We agree with the position of Angara to the BSP that the financial well-being of teachers and education workers is closely linked to their capacity in delivering quality education.
When teachers are financially secure, the quality of public education improves. This is especially urgent now as the learning crisis has reached critical levels.
During his two consecutive terms as senator, Angara filed measures on the increase of salaries of public school teachers by moving the minimum salary grade up from Salary Grade 11 (P27,000-P28,512) to Salary Grade 19 (P53,873-P59,573).
The rationale behind Angara’s measures in the Senate remains relevant and urgent today.
Teachers continue to be among the most underpaid workers in the country despite their expanding workload, mounting responsibilities and central role in nation-building.
The compensation for teachers also remains far from commensurate to their contribution to the public education system while salary distortion persists, putting them at a disadvantage.
Providing substantial salary increases for teachers can very much be carried out by the government, considering the billions to a trillion worth of funding poured by the government for flood control projects.

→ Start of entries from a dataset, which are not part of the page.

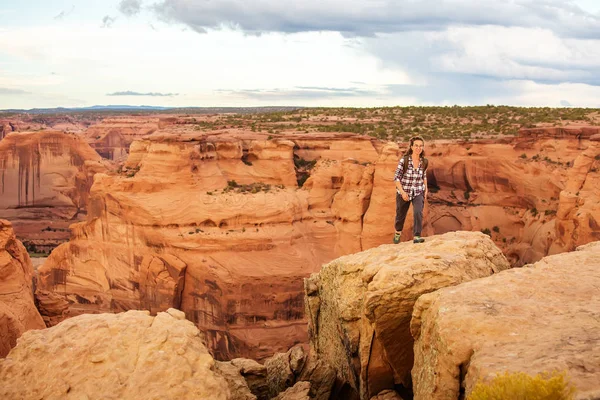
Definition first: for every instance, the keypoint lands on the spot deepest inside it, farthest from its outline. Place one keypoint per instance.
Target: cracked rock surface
(359, 306)
(130, 355)
(542, 317)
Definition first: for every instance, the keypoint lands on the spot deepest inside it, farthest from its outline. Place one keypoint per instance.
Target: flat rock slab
(130, 355)
(359, 306)
(542, 317)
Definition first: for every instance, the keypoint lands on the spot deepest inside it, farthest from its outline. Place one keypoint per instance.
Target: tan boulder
(359, 306)
(17, 309)
(127, 356)
(300, 391)
(542, 317)
(387, 395)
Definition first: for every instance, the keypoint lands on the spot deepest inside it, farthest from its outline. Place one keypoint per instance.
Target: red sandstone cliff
(191, 223)
(44, 183)
(17, 310)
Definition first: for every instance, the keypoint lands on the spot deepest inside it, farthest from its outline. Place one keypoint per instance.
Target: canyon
(224, 222)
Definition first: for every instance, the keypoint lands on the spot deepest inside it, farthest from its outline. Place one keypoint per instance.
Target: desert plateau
(247, 253)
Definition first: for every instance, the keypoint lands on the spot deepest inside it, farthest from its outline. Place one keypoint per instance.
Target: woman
(411, 187)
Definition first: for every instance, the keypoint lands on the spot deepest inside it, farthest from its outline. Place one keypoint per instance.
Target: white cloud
(368, 17)
(130, 7)
(530, 94)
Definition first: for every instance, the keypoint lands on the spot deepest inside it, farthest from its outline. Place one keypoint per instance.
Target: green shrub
(520, 386)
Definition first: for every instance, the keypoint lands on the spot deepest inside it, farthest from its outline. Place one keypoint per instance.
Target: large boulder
(130, 355)
(359, 306)
(17, 309)
(542, 317)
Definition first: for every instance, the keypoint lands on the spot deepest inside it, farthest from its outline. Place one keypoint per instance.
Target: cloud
(302, 93)
(370, 17)
(107, 21)
(63, 14)
(9, 91)
(130, 7)
(130, 93)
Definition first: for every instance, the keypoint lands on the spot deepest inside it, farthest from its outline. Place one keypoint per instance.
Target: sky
(331, 53)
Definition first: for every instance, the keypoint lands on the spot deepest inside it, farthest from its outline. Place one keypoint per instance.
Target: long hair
(410, 143)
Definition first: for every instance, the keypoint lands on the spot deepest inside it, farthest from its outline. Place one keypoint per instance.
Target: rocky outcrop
(45, 179)
(533, 196)
(539, 318)
(112, 137)
(17, 309)
(129, 355)
(359, 306)
(216, 227)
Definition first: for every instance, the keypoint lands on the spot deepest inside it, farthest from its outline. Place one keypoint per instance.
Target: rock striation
(45, 179)
(17, 309)
(127, 356)
(359, 306)
(539, 318)
(216, 227)
(225, 225)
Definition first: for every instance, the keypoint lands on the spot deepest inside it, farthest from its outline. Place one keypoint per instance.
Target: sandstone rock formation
(542, 317)
(216, 227)
(359, 306)
(300, 391)
(127, 356)
(17, 309)
(45, 180)
(534, 195)
(215, 224)
(111, 137)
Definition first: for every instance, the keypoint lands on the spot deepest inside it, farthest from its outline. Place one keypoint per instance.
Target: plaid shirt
(413, 180)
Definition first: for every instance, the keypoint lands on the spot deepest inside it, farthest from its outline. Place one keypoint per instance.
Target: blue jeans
(402, 210)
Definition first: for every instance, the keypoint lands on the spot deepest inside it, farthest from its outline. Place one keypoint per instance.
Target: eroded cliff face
(534, 197)
(17, 309)
(215, 224)
(215, 227)
(111, 137)
(45, 178)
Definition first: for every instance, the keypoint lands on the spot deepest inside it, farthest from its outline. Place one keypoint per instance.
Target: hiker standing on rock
(411, 187)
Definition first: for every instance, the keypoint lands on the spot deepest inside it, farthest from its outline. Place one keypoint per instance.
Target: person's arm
(397, 175)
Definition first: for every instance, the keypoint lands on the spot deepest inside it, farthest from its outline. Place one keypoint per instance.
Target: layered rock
(129, 355)
(214, 226)
(45, 181)
(539, 318)
(534, 196)
(111, 137)
(359, 306)
(17, 309)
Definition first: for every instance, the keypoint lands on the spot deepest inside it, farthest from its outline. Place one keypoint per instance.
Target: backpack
(405, 163)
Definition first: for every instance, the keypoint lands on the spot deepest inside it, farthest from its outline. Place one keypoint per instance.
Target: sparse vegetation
(253, 188)
(519, 385)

If the administration can allocate around P980 billion to over P1 trillion for flood control projects from 2023 to 2025, then allocating hundreds of billions annually to support a P50,000 entry-level salary for nearly a million public school teachers nationwide is clearly doable.
This is a matter of priorities – valuing educators and the public workforce over corrupt political dynasties, entitled legislators, favored contractors and bureaucrat capitalists.